“Cartografía del frío”, de Charo Prados
Por Jorge de Arco.
Cuanto ha quedado atrás, cuanto resta por hollar, cuanto cabe en la duración inasible del presente, parecieran ser las claves de esta Cartografía del frío (Pre-Textos. Valencia, 2021), que supone el cuarto poemario de Charo Prados.
Sevillana del 62, alterna las letras y la docencia, y alcanza en esta entrega una voz límpida, madurada en su humana y honda meditación. Y lo hace, además, mediante una realidad a la que mira de frente y sin especulaciones. Con un verso que sabe a música del alma, canta y cuenta lo que ama, lo que añora, lo que ansía, lo que duele y lo que sana, todo aquello, al cabo, que es íntima señal, huella:
Trazar un mapa en el tiempo, el buen camino,
que oriente el paso del hombre, su viaje,
cruzando estrellas y mares, laberintos
en cuerpo y alma.
Un sueño grande, antiguo.
Una quimera.
Divido en cuatro apartados, “Éxodo”, “Naufragios”, Círculo Polar” e “Isla mínima”, el volumen no contempla poema alguno que se abandone, que navegue en solitario. Fronteriza con lo naciente y lo vivido, Charo Prados fuga su palabra hasta los límites de las horas y allí la hace latir, acompasada, cómplice, dadora de una mansedumbre que acompaña al lector y lo torna también semilla de su cosecha:
Junto al ladrido fiel del oleaje,
una casa pequeña en que posarnos
a respirar el mar.
Caerán los lirios, las hojas, las enaguas,
al pie de la ventana.
Y soñar, y soñarnos,
raíz en vuelo.
Los territorios familiares se tornan hermosas instantáneas de un universo donde el corazón se hace sílaba, sosiego, hueco en el aire del amor y su sortilegio.
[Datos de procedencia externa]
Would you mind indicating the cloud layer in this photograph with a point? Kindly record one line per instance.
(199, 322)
Porque el yo lírico que escruta estos paisajes, estos hilos de memoria, sabe que entre la terca audacia de las estaciones hay un cuerpo y una voz, un hogar y un calor que poco a poco va “… cociendo en el horno de la alegría”; la dicha, sí, de ser uno y múltiple, pájaro y bandada común:
Con mi llanto te hablo esta tarde de julio,
abuela grande y quieta, abuela que te llamas
-así en el cielo tuyo como en la tierra nuestra-
con un nombre de rosas, de cadenas y tiempo,
rosario,
abuela dulce, la que siempre sonríe,
mientras su pecho cierra, poco a poco, las puertas,
a la vida, y se abre,
muy despacio, a la otra,
a la oscura.
En el mnémico fulgor que nace de su discurso, la escritora hispalense se desdobla y se rescribe en una suerte de sombra y de prodigio encendidos, los cuales le permiten desvelar los enigmas de su mismo ser, la hoguera oculta que recorre su escritura, su mediodía, su medianoche.
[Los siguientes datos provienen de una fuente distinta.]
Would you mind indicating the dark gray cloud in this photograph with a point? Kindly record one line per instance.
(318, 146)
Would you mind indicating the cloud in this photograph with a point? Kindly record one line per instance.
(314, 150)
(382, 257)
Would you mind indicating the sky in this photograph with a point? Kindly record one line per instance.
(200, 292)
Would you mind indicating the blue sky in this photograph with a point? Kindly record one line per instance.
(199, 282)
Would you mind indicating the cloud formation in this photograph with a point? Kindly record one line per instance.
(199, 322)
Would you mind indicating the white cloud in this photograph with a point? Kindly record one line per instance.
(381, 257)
Como una bocanada de verdad surge un decir que mana consistente y se hace nombre de un mismo reino, en donde lo amatorio pronuncia también su visible condición. Pues, en suma, cuanto habita entre su orilla y su horizonte, es un bordón infinito desde el que nace la sed, y también la caricia:
Amo el cráter profundo de tu ombligo
(…)
Estos frutos salvajes que anidan en mis manos:
los volcanes cambiantes de tus pezones rojos,
tu cabello negrísimo, medusa en que me aquieto,
y tus labios de sal,
playa secreta de tu risa grande
al acecho feliz de mi piel erizada.
Un libro, en suma, donde cabe, a su vez, la elocuencia de la belleza, la materia de lo emotivo, la luz que siembra el pan de cada día, la humilde savia de los pájaros, el hambre y la piel del paraíso…. Y, todo ello, tamizado por un verbo que sabe a pureza, a honestidad, a poesía con mayúsculas, “a la lluvia segando a borbotones / el frío del invierno”.